Le pardon se fait avec soi-même. La paix avec l’autre.

Wadaean Julia est un film d’une puissance exceptionnelle qui livre un message de paix et d'amour universel qui pourrait s’adresser à bien des conflits.

Mohamed Kordofani traite un sujet difficile, le racisme Nord-Sud au Soudan entre les musulmans (Nord) et les chrétiens (Sud) avant la création du Soudan du Sud en 2011.

Il raconte la rencontre, d'abord tragique, entre 2 femmes formidables à qui on rappelle sans cesse (notamment Majier pour Julia et Akram pour Monia) qu'elles n'appartiennent pas au même monde comme si le racisme était un état de fait, que la violence et la séparation était la seule solution. Mohamed Kordofani montre au contraire que ces 2 femmes sont non seulement capables de vivre ensemble, mais aussi de devenir amis, une famille. Alors même qu'elles portent symboliquement en elles, le lourd fardeau du conflit qui déchire leur pays, tuent leurs maris, créé un climat de peur (qui pousse à se barricader à s'armer) et de jugement - un climat propice aux massacres, jamais à l'union.
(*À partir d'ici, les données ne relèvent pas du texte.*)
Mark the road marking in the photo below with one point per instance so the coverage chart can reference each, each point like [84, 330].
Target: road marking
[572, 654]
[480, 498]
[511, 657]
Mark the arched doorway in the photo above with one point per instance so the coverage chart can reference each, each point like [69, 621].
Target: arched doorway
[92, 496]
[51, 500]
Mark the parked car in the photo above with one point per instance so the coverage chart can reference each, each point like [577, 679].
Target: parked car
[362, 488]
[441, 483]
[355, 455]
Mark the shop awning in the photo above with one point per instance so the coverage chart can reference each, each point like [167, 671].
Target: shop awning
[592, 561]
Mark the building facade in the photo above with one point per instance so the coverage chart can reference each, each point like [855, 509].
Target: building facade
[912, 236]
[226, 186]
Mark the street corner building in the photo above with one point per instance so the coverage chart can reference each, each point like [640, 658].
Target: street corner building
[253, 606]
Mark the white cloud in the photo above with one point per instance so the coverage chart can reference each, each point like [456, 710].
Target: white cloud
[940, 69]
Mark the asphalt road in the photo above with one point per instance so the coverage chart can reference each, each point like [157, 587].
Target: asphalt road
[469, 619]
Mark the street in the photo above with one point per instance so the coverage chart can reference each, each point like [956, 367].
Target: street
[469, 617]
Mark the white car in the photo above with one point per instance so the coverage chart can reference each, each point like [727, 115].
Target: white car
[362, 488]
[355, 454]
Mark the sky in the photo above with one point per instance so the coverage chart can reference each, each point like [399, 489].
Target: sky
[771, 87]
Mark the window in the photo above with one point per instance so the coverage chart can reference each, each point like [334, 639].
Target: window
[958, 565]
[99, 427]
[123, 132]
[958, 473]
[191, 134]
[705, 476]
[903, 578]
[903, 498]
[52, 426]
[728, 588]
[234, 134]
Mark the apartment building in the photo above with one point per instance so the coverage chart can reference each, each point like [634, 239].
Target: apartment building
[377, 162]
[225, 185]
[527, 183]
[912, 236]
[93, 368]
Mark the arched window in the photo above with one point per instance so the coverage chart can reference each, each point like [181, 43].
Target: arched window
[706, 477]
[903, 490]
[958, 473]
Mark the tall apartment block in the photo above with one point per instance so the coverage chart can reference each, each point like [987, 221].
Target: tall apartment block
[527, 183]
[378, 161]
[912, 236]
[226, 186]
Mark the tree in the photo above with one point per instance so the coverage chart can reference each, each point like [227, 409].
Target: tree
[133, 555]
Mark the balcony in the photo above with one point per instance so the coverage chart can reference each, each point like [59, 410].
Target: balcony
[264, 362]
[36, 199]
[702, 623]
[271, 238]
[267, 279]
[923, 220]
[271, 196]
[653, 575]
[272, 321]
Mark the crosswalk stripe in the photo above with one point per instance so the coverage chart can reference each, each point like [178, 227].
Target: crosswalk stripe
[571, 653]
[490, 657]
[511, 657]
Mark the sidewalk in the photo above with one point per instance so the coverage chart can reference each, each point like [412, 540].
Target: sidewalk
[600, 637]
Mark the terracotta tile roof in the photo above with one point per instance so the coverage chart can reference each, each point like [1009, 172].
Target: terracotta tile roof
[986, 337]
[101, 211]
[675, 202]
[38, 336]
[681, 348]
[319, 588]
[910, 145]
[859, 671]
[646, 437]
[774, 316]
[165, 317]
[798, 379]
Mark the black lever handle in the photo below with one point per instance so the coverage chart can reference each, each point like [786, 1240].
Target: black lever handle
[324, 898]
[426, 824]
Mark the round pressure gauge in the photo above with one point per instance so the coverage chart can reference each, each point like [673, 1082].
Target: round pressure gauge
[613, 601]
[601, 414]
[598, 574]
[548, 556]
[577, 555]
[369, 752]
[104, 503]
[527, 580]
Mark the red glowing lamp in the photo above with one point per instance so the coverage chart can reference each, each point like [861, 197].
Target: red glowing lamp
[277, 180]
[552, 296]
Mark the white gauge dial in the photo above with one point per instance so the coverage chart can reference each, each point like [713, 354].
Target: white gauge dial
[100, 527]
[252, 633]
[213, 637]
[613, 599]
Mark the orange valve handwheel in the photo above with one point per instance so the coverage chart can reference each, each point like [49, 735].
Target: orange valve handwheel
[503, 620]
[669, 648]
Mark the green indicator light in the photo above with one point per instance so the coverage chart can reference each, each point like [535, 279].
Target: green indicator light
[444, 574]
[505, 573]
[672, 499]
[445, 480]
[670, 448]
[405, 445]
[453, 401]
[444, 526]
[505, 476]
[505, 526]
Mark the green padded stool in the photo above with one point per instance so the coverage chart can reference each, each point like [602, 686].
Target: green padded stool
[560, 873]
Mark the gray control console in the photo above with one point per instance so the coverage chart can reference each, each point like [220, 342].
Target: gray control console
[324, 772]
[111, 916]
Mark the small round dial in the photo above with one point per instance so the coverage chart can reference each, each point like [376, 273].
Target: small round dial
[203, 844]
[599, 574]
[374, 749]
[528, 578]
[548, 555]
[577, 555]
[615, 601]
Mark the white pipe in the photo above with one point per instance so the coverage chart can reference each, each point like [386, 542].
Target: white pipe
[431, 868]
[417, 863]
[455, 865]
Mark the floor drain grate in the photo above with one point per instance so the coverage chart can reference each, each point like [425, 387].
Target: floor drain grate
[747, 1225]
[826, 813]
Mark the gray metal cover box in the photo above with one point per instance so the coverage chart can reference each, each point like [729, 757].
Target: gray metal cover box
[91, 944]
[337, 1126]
Goodbye Julia est un message d'amour même en temps de guerre (encore plus aujourd'hui) au travers de ces 2 femmes :

D’un côté, Monia, une riche femme musulmane, qui a cessé de vivre et de “croire en l’amour” lorsqu’elle décida d’arrêter de chanter sous la pression de son mari Akram qui lui posa un ultimatum. On ressent tout le long du film, le cadre oppressif dans lequel vit Monia répondant à l’image qu’Akram a imaginé d’elle, une image qu’il aime mais qui ne représente pas sa personnalité.

D’un autre côté, Julia, une modeste femme chrétienne, qui vivait jusque là dans une maison avec son fils Daniel et son mari Santino, avant d’être expulsés suite à des émeutes entre chrétiens du Sud et musulmans du Nord. Fragilisés par cette expulsion, ils se retrouvent dans un abri de fortune en pleine ville le temps que les choses se calment. Avant d'aller habiter, sans le savoir d'abord, chez Monia la femme de celui qui a tué son mari.

Toute la puissance du film réside dans le long chemin qu’entreprennent Monia et Julia. Le chemin du pardon avec soi-même. Monia tente tant bien que mal de se pardonner en prenant soin de Julia et Daniel comme pour “payer le prix du sang”. Mais le mensonge se fait de plus en plus lourd alors qu’elle se retrouve confrontée au racisme qu’elle incarne elle-aussi en prenant une “Sudiste, comme bonne pour faire les tâches qu’elle ne ferait pas faire à sa propre fille” (Akram) et dans les différences de traitement qu’elle instaure dans sa vie de tous les jours, parfois sans le réaliser, entre "Nordistes et Sudistes".

Il y a des scènes d’une puissance infinie dans le film. Comme lorsque Monia, voilée intégralement et sous l'initiative de Julia, prend une guitare électrique et commence à jouer quelques accords comme pour crier haut et fort J’EXISTE. C'est Julia, devenant son ami, sa confidente, et alors qu'elle sait qu'Akram a tué son mari, qui la pousse à exister de nouveau.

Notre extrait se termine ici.